Sasso, Shatner, Sullivan: once more with feelings

Which brings us, in a round about way, to the new comedy that follows Big Bang tonight at 8:30 on CBS (and airs Sunday at 8 on CTV), S#*! My Dad Says. This is the show that stars Williams Shatner that is based on a Twitter feed about a cranky dad who says outrageous things. That was the pitch, and CBS bought into it.
The first pilot, however, was S#*!e. Shatner, who at 79 had never done a sitcom before, wasn’t the problem. The creators simply missed on trying to milk a series out of this one joke premise. The older son and daughter-in-law, played by ex-Mad-TV players Will Sasso and Nicole Sullivan (left with Shatner), were whiny and annoying, really loathsome. The actor hired to play opposite Shatner as the younger son who moves home just didn’t have the right push back for the part. Some of the jokes were like Twitter water torture.
A few weeks ago, CBS sent out their do-over. While they didn’t turn S#*! into gold, that pilot, which airs tonight, is a big improvement.
The new son, named Henry, is played by Jonathan Sadowski (She’s The Man). He stands up to Shatner’s cranky, 72-year-old dad.

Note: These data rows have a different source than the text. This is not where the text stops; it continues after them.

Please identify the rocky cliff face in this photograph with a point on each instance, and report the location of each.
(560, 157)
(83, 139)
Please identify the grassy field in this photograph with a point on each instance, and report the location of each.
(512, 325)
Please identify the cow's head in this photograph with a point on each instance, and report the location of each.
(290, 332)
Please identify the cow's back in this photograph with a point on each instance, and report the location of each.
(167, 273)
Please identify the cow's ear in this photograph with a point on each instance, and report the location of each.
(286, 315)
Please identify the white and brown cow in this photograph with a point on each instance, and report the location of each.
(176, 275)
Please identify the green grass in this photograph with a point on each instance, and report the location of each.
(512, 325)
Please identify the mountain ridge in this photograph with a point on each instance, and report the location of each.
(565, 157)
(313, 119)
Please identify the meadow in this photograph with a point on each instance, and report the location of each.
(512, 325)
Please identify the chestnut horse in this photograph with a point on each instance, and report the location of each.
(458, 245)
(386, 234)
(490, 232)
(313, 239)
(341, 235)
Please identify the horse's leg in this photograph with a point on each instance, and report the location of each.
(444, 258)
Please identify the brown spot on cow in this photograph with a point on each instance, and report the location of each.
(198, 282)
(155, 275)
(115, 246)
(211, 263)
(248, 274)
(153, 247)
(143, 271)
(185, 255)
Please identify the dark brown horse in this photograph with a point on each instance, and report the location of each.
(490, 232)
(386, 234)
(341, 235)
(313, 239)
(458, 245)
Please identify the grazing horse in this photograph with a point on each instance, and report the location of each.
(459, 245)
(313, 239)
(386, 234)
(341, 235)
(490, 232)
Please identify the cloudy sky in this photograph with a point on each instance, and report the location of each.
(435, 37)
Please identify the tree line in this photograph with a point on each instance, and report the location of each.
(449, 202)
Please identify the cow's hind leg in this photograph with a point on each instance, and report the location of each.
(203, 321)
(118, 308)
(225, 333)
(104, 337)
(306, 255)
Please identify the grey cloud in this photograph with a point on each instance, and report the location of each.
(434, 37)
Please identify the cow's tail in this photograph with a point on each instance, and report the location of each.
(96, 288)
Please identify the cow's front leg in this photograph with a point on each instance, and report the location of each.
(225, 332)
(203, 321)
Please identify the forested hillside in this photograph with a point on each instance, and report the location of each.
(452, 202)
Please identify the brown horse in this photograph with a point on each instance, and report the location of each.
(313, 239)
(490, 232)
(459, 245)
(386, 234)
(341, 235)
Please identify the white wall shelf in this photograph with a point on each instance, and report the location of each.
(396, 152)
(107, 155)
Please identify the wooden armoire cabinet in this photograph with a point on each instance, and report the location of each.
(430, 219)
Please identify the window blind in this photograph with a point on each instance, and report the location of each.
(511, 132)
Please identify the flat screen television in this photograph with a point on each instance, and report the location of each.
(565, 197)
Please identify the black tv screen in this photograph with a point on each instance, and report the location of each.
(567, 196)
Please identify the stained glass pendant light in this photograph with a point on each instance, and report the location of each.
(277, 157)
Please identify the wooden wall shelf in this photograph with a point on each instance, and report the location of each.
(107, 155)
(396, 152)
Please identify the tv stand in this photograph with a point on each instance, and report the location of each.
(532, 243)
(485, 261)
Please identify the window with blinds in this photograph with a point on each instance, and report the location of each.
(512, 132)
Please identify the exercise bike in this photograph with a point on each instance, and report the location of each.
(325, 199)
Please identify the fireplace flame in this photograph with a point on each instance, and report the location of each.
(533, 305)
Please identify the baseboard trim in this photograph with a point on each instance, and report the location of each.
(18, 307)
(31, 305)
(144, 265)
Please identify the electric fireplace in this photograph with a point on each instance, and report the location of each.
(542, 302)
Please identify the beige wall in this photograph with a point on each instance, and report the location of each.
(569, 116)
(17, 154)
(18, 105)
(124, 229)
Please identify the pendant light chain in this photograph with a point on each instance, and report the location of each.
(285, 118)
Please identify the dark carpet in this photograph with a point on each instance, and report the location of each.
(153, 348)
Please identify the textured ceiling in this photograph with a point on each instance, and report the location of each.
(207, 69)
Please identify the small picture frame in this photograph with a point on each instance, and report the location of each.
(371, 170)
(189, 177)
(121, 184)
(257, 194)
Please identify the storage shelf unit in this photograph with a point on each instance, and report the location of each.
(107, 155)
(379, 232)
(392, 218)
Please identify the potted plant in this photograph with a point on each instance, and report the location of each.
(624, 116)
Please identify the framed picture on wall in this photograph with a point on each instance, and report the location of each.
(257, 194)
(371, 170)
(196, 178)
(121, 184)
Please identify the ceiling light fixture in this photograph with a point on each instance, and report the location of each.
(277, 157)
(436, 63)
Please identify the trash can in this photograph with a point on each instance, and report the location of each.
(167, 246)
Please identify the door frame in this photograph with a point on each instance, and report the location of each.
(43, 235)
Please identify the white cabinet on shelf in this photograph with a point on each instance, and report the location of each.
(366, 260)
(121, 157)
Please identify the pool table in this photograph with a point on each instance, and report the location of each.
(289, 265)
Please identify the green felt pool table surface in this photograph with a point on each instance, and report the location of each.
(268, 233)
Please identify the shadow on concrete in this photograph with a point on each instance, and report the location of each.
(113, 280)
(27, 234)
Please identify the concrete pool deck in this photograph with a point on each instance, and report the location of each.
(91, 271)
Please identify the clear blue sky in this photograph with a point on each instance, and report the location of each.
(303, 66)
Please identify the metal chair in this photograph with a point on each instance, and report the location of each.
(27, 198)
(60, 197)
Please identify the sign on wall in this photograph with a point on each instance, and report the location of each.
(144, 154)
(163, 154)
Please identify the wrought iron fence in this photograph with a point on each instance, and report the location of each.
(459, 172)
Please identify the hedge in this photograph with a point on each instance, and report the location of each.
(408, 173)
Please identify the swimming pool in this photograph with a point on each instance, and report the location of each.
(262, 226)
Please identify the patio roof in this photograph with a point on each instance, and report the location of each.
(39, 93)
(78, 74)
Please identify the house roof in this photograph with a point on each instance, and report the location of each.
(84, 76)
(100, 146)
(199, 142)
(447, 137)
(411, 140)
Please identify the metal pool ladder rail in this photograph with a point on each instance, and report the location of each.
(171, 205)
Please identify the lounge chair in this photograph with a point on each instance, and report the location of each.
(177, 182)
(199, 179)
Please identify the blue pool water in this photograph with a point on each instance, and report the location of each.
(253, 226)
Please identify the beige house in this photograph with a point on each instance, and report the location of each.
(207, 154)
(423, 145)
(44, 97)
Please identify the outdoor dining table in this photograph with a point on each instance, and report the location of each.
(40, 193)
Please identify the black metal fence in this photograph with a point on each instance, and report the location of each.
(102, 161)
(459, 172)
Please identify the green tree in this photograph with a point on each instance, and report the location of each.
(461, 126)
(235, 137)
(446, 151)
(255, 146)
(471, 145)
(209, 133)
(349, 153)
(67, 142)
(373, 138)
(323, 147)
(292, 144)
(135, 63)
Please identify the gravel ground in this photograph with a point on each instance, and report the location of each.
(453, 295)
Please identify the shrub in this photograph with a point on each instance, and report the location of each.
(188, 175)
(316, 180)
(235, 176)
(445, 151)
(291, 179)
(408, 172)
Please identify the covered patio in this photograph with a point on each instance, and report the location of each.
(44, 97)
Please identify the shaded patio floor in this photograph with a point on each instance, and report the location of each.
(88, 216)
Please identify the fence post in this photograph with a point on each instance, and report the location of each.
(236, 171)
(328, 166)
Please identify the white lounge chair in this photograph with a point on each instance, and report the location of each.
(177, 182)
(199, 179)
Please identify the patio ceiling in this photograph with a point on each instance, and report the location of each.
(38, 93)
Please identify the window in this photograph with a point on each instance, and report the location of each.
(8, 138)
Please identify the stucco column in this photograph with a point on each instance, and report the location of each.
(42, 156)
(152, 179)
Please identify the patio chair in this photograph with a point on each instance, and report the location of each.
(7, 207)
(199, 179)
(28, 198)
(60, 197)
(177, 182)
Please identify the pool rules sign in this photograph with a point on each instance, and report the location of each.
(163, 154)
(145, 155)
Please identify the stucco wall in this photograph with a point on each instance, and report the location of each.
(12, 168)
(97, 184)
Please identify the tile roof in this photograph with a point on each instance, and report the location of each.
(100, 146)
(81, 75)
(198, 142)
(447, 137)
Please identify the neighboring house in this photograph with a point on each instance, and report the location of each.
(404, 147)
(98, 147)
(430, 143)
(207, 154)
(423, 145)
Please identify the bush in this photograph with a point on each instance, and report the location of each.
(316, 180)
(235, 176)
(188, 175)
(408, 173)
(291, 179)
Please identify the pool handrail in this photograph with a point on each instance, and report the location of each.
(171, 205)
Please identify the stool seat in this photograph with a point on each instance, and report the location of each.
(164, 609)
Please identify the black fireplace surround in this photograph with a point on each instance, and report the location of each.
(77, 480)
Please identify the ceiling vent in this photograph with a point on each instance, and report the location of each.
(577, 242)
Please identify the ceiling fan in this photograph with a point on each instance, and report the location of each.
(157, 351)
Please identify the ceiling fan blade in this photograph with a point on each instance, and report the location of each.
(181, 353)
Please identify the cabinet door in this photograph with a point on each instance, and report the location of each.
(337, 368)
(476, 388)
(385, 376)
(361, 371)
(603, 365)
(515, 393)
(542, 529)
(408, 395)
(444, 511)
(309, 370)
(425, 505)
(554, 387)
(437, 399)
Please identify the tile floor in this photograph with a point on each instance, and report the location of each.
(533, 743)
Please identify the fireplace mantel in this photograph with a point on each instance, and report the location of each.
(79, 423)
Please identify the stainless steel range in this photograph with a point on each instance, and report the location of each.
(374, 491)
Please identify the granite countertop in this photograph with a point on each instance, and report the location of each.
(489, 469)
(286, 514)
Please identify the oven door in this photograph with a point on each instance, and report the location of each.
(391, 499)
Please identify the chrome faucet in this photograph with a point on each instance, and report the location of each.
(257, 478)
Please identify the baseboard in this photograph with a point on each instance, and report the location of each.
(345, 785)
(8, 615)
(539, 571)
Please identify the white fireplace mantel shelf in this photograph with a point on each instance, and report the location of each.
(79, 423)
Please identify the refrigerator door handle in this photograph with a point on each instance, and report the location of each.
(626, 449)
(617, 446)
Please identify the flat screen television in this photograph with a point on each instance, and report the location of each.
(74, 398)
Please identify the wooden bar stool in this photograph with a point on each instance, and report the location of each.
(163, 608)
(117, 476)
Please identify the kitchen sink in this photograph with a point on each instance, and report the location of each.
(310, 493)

Instead of recasting Sullivan, somebody showed her the original pilot. Her performance is dialed way back, almost as if she was recast. She’s much more likable now, and so is Sasso.
There still are some crude clunkers in the script, but there are also some much funnier lines. Veteran sitcom director James Burrows helmed both pilots, and seems to over direct at times in the version that hits the air tonight. Still, the series approaches the tone from the last hit from executive producers David Kohan and Max Mutchnick, Will & Grace.
A lot of viewers tonight will tune in for Shatner and he shows the same comedy chops he worked all those seasons on Boston Legal as well as in many of of commercial endorsements. He also finds a way to make this hard-ass crabby dad sympathetic, somebody you’d want to spent time with every week.
My son says S#*! My Dad Says can now be upgraded to Crap My Dad Says. We’ll see if he revises his review as the season progresses.